- Steve Davidson

# How to get started with indexing using Excel

Like almost everyone in the engineering field, at CEA we use Excel extensively because it’s powerful, affordable and reduces the time it takes to analyse problems. Our favourite function – and the one we tend to use more than others – is the index function. It allows us to take the values out of a matrix and put them in tabular form – meaning we can combine the advantages of both formats.

### Starting with a matrix

A matrix comes into its own when we’re thinking about how different entities interact. In the example below, we are looking at a very basic matrix that shows the distribution of material from cuts to fills. In reality, our matrices are normally far more complicated than this because we tend to add in different material types, chainages and the like – but you can get the idea.

### Adding indexing

Once you’ve built your matrix, and confirmed that you’ve moved the cut to fill in the most logical sequence, it’s time to tabulate it so you can look at each individual haul. This is where indexing offers real value. The screenshot below explains it best but, in summary, we write a series of formulas that return the value in each segment of the matrix. This allows us to more easily manipulate data for reports.

### Indexing tips

Here are a few tips that make life easier when it comes to user-friendly indexing:

Add the row and column numbers on the array. In the above example, they are in column A and Row 1. These make life easy when you are trying to work out which part of the matrix you need to assess.

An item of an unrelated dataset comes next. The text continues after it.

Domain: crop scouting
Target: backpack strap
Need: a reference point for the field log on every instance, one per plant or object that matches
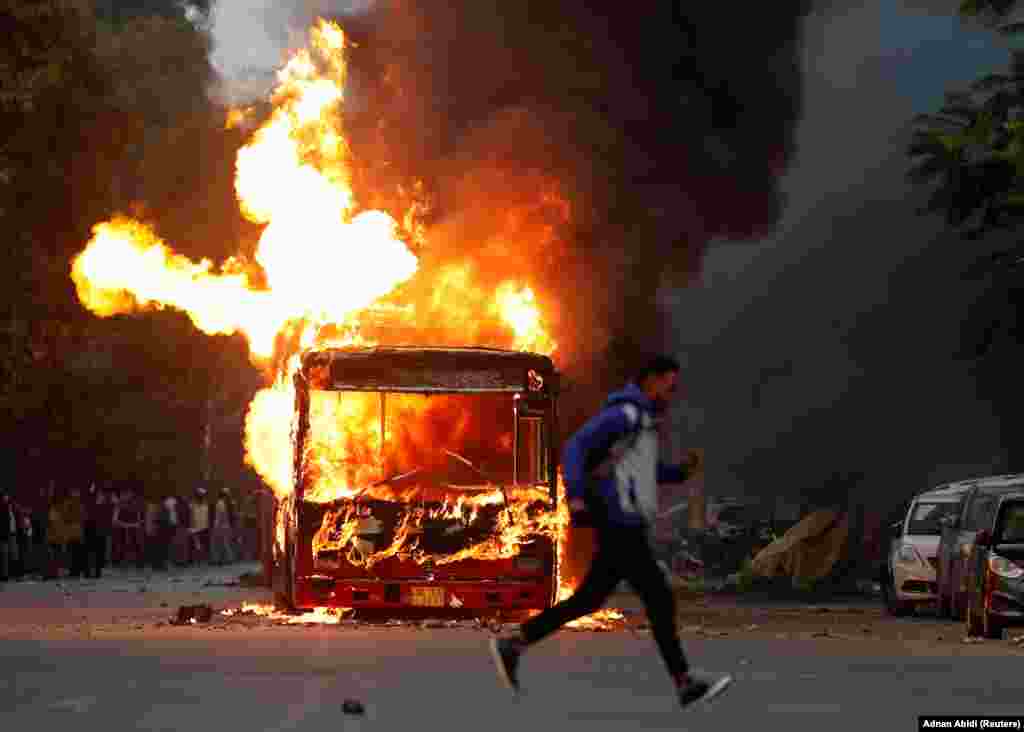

Use some basic formulas to assess row and column numbers for indexing (see columns I though N in the above example). This means you can easily ‘drag’ the index formula down, instead of trying to manually change each cell.

Once you have the values in each segment, it’s easy to filter and only look at the ‘non-zero’ values. Straight away, you have a list of hauls that can be used to manage the haulage process.

At CEA, we take this process further, like adding in haulage lengths, hauling units, production rates and more. The key is, once you master the basics of indexing, it opens up a massive range of analysis options for running checks and even alternative scenarios in a fraction of the time it would take to do it manually.

We hope this gives you some ideas for your own project, and some tips for the next time you need to distil the contents of a matrix into a list. For a simple start, you can download the example file we have used here. While the example may seem pretty vanilla, our team used this same idea on a project that had 90 cut and fill locations, with up to six material types in each location. It meant we could provide our client with accurate haulage estimates and run ‘what if’ scenarios in a fraction of the time traditional calculation methods would have taken.